En ese punto de inflexión comienza la posibilidad de inventar, empezando por armas o utensilios, como la aguja de tejer. También la facultad de domar el fuego y cocinar. Y la capacidad de elaborar leyendas, mitos y religiones. Es el gran salto de la humanidad. Y el Sapiens se va extendiendo por todo el mundo, coloniza Eurasia, llega a Australia a través de Indonesia, y a América a través de Alaska. Y, cada vez que llega a un territorio, causa la extinción de un montón de especies autóctonas, empezando por los animales más grandes, como los mamuts, o sea, que lo que está sucediendo ahora no es una excepción histórica, sino un paso adelante en la evolución del mayor depredador que ha habitado sobre la faz de la Tierra. El libro cuenta muchísimas cosas de interés. Por ejemplo, que el perro fue el único animal que el Homo Sapiens domesticó en su fase de cazador/recolector. Luego, tras la revolución agrícola le siguieron gallinas, vacas, ovejas, cabras, asnos y caballos.

Para Harari, la revolución agrícola fue una estafa, el hombre vivía mucho mejor como cazador y recolector y, cuando decidió asentarse en territorios fijos, pasó a ser un tipo que tenía que currar todo el día, ocuparse de la seguridad, defender sus cultivos y arreglárselas con las tormentas y pedriscos. El cazador/recolector, ante una tormenta, se iba un poco más allá y pasaba de problemas. Desde esos períodos ancestrales, el libro se adentra en la historia de la Humanidad hasta nuestros días, desmenuzando con total precisión las religiones, los imperios, las guerras, el capitalismo, el comunismo y todas las demás tendencias de la mente humana. Todos estos conceptos son para Harari invenciones del Sapiens, que los demás humanos aceptan e interiorizan. Es decir, no son entes reales sino imaginados, son constructos que idea algún sapiens o un grupo de ellos, y que un colectivo mayor admite, asume y defiende.

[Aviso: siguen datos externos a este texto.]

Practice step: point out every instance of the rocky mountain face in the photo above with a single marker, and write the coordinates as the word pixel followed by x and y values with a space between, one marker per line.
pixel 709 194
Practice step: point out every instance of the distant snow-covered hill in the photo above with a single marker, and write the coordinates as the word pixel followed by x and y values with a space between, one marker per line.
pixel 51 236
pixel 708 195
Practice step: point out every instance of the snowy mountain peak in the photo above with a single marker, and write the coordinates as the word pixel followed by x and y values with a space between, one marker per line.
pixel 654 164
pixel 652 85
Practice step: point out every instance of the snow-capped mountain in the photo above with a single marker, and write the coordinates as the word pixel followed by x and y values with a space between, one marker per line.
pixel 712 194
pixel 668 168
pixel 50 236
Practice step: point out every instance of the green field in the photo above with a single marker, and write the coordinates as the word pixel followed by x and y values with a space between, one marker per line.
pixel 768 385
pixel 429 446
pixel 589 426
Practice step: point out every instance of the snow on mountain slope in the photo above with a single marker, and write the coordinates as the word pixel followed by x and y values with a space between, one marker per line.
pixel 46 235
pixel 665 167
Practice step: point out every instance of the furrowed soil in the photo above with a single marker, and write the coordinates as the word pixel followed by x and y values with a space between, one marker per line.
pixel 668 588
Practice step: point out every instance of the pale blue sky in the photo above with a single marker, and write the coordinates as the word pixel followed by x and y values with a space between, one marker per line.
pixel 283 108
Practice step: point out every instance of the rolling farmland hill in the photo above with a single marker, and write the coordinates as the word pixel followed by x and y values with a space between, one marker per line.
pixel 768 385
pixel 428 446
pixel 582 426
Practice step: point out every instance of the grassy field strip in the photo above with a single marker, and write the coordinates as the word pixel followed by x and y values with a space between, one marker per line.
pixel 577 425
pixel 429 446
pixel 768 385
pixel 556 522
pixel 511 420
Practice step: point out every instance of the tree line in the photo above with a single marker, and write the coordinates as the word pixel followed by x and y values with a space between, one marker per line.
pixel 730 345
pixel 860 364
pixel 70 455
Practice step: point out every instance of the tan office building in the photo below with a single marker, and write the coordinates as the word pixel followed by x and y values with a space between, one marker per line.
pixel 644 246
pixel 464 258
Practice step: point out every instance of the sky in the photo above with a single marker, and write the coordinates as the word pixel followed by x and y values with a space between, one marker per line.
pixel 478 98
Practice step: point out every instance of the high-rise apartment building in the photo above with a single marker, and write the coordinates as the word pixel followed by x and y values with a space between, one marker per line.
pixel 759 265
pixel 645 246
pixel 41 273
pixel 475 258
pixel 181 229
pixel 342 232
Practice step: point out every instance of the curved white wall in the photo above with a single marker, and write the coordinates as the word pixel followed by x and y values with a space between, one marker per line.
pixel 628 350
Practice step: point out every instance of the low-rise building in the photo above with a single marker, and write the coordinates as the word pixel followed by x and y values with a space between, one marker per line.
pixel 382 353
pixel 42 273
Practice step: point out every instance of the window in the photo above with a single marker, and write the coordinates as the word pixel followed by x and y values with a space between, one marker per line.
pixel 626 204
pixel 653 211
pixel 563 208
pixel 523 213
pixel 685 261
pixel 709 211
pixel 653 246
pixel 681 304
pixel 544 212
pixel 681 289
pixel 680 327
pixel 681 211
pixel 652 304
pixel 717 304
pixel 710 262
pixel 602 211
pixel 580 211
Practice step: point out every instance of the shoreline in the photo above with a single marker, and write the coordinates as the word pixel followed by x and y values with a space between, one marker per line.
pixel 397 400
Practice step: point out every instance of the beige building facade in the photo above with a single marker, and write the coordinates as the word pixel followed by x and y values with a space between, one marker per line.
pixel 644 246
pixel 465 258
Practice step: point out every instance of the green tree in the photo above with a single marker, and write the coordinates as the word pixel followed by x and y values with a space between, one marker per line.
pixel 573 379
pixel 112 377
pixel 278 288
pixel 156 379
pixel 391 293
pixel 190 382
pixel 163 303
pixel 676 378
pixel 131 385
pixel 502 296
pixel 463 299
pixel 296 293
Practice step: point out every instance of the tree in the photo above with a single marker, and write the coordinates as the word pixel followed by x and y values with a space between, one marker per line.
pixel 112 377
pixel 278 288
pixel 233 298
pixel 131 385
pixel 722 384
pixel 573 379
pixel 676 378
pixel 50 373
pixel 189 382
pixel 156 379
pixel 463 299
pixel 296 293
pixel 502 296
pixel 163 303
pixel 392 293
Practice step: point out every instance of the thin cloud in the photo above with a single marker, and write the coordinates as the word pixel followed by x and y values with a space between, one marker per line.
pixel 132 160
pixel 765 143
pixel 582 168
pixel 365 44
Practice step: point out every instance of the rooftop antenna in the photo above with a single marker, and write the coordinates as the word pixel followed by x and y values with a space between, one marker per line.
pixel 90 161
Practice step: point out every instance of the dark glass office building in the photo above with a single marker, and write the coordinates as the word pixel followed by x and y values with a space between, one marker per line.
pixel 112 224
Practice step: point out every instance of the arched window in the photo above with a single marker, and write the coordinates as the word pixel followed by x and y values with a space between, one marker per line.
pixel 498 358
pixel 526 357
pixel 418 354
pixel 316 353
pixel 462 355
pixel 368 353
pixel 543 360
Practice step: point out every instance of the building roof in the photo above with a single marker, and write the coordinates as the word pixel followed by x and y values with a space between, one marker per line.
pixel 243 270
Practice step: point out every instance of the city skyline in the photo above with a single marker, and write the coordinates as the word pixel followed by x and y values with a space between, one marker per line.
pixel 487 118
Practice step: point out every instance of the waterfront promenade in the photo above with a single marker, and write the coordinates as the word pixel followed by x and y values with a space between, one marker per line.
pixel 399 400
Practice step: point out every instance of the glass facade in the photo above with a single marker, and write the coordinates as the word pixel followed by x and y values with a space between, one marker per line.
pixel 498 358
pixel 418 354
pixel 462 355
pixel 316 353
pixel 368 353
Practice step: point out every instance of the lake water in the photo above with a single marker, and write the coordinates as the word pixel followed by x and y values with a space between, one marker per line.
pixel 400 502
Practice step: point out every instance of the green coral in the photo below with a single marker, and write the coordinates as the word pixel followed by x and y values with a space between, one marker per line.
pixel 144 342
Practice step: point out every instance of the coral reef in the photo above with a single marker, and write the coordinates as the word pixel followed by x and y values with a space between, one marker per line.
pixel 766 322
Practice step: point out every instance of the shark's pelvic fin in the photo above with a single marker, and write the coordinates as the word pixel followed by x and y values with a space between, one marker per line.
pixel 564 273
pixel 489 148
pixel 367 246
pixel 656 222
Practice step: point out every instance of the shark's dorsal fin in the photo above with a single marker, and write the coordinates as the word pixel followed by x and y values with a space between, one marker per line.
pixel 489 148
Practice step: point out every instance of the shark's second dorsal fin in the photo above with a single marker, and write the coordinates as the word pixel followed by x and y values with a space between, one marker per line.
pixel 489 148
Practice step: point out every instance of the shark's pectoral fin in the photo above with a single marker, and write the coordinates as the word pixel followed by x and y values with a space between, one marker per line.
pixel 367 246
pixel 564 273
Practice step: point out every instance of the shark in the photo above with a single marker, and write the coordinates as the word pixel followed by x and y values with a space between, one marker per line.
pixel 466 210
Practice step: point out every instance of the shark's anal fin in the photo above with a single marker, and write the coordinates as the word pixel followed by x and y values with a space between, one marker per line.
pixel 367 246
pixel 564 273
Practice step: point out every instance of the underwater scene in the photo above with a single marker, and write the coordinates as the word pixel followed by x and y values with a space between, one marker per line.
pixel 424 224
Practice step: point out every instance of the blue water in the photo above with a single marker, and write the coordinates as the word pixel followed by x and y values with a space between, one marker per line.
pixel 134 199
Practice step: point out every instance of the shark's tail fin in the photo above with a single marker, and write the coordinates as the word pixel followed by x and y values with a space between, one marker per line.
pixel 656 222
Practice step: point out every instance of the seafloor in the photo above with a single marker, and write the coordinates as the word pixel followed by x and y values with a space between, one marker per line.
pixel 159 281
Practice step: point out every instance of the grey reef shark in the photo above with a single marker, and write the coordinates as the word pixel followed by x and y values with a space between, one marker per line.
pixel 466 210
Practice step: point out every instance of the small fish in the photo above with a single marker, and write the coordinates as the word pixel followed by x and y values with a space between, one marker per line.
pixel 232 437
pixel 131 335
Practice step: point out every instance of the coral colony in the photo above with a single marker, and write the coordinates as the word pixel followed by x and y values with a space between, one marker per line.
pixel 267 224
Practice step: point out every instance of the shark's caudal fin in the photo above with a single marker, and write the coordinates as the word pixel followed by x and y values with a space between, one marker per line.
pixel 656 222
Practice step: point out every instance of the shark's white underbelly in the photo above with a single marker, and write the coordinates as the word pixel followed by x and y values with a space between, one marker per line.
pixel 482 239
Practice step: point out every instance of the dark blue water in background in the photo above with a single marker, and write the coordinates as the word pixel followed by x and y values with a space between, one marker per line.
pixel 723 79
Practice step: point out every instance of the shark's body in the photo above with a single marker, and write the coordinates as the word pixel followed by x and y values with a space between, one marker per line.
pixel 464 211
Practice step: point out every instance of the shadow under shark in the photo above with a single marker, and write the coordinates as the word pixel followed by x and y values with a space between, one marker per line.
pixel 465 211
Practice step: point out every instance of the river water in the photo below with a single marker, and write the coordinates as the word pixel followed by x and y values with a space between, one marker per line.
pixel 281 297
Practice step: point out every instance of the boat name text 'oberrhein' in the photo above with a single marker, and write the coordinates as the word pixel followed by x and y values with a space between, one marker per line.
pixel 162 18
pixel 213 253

También las sociedades anónimas, las modas, el comercio, el periodismo y la política son sistemas imaginados por el hombre. Y todo ello es consecuencia de ese momento mágico en que el Homo Sapiens descubrió que podía hacer ficción y que esa facultad le permitía dominar a los demás, diezmar a las otras especies y convertirse en el rey de la Tierra. En ese punto arrancan la historia, la ciencia, la cultura, la política, la literatura, el teatro y hasta los blogs como el mío. Es el momento mágico que mostró también la película 2001, una odisea en el espacio, ese en el que un mono utiliza un leño como arma, a cámara lenta, al son del Así hablo Zarathustra de Richard Strauss. Otra cosa que se basa en una ficción es la banca, porque todos sabemos que no existe la cantidad de dinero real que respalde los ahorros de todos los cuentacorrientistas, pero confiamos en que si un día necesitamos un poquito de lo ahorrado, nos lo dan. La banca se basa en la confianza en una ficción admitida colectivamente.

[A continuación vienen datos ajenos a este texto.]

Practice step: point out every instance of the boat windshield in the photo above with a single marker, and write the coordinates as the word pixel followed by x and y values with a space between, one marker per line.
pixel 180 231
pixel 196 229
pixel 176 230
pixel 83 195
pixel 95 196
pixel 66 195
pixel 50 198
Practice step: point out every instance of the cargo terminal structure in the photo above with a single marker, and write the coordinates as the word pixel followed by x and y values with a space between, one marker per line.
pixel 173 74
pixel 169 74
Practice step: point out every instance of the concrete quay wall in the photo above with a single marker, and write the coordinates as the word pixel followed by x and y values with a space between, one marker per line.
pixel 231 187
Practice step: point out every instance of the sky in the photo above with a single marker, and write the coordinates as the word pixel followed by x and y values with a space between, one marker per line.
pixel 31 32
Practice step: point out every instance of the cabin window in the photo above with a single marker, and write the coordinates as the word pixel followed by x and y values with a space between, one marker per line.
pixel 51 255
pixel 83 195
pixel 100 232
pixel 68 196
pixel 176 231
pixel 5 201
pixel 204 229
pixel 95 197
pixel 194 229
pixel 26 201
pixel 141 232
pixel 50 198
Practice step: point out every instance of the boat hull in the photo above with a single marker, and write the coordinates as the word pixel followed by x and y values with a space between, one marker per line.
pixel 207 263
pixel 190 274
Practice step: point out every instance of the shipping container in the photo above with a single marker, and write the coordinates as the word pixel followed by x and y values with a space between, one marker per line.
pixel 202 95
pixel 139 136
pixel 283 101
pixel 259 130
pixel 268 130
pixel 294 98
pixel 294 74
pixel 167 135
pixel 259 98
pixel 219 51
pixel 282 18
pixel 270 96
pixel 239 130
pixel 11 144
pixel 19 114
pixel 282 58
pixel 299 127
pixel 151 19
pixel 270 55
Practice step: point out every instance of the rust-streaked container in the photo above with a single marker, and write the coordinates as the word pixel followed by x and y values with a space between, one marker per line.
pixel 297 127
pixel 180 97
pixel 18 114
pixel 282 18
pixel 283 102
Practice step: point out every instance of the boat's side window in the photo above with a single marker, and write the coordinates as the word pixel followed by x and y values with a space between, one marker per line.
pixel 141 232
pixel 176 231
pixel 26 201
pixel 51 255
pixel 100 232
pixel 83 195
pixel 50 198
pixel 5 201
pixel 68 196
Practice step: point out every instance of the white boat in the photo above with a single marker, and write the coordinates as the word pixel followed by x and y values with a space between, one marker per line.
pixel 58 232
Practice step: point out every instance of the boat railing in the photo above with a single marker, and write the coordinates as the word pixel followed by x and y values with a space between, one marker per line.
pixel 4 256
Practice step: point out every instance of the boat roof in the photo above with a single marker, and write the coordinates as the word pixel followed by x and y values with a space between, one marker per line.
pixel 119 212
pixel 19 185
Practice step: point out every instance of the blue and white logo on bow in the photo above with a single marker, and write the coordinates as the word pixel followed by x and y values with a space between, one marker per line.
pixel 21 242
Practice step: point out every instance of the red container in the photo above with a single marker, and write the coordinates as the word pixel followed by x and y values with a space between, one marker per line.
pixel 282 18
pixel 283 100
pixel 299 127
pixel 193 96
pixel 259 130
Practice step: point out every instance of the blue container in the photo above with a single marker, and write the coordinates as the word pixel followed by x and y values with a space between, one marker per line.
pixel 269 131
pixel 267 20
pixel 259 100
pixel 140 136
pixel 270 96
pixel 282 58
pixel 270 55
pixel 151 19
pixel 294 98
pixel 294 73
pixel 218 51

Finalmente, según este libro fascinante, en el fondo, todo es ficción. Y aquí enlazo con el segundo tema del título. Recordarán que en las anteriores gastroscopias a las que me había sometido, me habían diagnosticado gastritis crónica por helicobácter, pero me habían dicho que no había que hacer nada, porque ese okupa de nuestros estómagos es inocuo. Y yo me había acostumbrado a convivir con este cómodo y apacible huésped. En la última, hace un par de meses, el doctor me explicó que la moda ha cambiado. Que ahora se entiende que al helicobácter hay que erradicarlo, porque puede tener derivaciones cancerígenas. El facultativo que me practicó la gastro me tomó una muestra para analizarla en laboratorio, de forma que supiéramos qué familia de helicobácter era la que me colonizaba (si se trataba de un helicobácter sapiens, erectus o australopithecus) para poderla atacar con el antibiótico adecuado.

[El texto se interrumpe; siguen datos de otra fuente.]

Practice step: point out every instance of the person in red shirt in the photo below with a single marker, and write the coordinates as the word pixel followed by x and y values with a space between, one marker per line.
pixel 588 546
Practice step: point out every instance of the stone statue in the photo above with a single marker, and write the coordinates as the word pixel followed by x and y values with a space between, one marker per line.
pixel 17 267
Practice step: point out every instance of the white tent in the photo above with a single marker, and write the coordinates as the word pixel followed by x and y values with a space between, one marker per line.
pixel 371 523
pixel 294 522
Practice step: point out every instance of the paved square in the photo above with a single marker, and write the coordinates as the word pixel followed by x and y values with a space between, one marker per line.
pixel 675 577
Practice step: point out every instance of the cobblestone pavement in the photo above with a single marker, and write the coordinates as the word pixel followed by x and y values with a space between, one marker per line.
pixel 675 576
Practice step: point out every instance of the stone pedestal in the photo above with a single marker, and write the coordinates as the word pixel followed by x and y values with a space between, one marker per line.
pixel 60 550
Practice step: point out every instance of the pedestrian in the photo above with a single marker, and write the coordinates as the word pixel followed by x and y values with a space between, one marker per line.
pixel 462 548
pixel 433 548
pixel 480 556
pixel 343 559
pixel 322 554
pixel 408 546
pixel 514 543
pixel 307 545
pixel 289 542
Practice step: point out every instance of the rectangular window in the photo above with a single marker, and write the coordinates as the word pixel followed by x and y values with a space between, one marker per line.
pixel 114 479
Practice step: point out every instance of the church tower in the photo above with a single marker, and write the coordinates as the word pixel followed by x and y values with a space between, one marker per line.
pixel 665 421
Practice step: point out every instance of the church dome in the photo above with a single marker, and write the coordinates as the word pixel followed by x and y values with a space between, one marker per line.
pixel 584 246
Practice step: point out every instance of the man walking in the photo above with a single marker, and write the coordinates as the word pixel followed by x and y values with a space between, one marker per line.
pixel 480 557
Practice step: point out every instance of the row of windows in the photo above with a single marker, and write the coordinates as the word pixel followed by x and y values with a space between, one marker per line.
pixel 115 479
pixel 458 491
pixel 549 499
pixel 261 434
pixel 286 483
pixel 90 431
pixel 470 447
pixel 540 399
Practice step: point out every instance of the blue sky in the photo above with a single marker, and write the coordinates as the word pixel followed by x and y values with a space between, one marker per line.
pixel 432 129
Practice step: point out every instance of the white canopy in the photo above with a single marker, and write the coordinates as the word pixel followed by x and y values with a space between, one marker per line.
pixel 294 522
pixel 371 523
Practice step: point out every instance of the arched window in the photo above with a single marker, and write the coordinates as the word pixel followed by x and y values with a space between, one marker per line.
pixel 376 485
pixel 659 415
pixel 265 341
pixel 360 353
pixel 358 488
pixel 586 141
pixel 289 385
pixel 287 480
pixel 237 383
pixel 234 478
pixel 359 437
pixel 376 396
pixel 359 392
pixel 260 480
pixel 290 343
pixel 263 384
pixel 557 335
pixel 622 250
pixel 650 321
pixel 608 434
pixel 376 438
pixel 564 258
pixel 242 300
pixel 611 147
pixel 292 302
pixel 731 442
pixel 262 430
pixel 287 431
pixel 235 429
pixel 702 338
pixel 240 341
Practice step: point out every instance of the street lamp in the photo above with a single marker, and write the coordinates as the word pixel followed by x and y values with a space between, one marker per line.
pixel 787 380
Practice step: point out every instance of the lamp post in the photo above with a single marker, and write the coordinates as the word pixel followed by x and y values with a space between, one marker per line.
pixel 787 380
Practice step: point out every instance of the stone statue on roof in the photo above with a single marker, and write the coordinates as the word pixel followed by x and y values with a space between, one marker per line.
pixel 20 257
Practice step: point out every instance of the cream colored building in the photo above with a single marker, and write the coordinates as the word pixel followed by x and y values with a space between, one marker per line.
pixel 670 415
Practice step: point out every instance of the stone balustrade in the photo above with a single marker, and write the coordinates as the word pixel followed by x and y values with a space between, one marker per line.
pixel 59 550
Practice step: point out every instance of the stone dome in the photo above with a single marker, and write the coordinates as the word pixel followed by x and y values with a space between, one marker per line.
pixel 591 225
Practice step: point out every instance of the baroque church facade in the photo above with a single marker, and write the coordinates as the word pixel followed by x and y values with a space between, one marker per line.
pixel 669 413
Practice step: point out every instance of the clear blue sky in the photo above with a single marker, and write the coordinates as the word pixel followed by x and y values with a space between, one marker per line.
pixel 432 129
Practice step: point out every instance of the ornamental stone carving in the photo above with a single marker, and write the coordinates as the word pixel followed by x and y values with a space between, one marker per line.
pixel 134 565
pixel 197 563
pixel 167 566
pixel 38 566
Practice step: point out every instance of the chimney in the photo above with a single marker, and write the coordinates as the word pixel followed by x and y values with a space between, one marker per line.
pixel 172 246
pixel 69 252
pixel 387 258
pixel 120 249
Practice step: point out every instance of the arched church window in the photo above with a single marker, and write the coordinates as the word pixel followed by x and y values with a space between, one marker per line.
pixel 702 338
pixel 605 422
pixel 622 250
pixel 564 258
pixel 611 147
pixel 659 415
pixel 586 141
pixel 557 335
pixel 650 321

El resultado del análisis de la muestra que me tomaron, se lo mandaron directamente al primer médico. Delante de mí abrió el sobre en la consulta. Resultado: negativo en helicobácter. Cojonudo: he vivido diez años con un helicobácter imaginario. Le pregunté al doctor: –Eso cómo se come. Respuesta: –Muy sencillo, tiene usted gastritis crónica, pero no causada por un helicobácter. –¡¡Pero qué me está diciendo!! si yo tengo unas digestiones estupendas, si como todo lo que quiero y nada me sienta mal, si cada vez que tengo un poco de acidez y busco un almax, he de tirar la caja porque esta caducada y bajar a la farmacia a por otra nueva. Atención a la respuesta del galeno: –Es que lo suyo es una gastritis crónica inactiva. Como ven, desde hace 70.000 años, la capacidad del humano para fabular es infinita. La comunidad médica se inventa un constructo, como la gastritis crónica inactiva, y todo el mundo se la cree. Mi problema es que no me lo trago, pero yo es que soy gallego, como Rajoy, y ya saben que los gallegos somos desconfiados.

En realidad, esta explicación del doctor ha solucionado todas mis dudas. Ahora tengo claro que soy un optimista inveterado porque sufro depresión crónica inactiva. Y que soy un buen orador a pesar de padecer una tartamudez crónica inactiva. Y que corro por el Retiro cual gacela a fuerza de afrontar mi paraplejia crónica inactiva. Y probablemente sea también un homosexual latente inactivo, un comunista oculto inactivo, un fascista recóndito inactivo, y hasta, si me apuran, un otorrinolaringólogo secreto igualmente inactivo. Y luego quieren algunos de ustedes que me crea mi propio personaje bloguero y abandone mi trabajo con grandes aspavientos ofendidos. En realidad, el único de mis seguidores que me ha calado completamente es el amigo Alfred, que hace tiempo me ha catalogado como un impostor.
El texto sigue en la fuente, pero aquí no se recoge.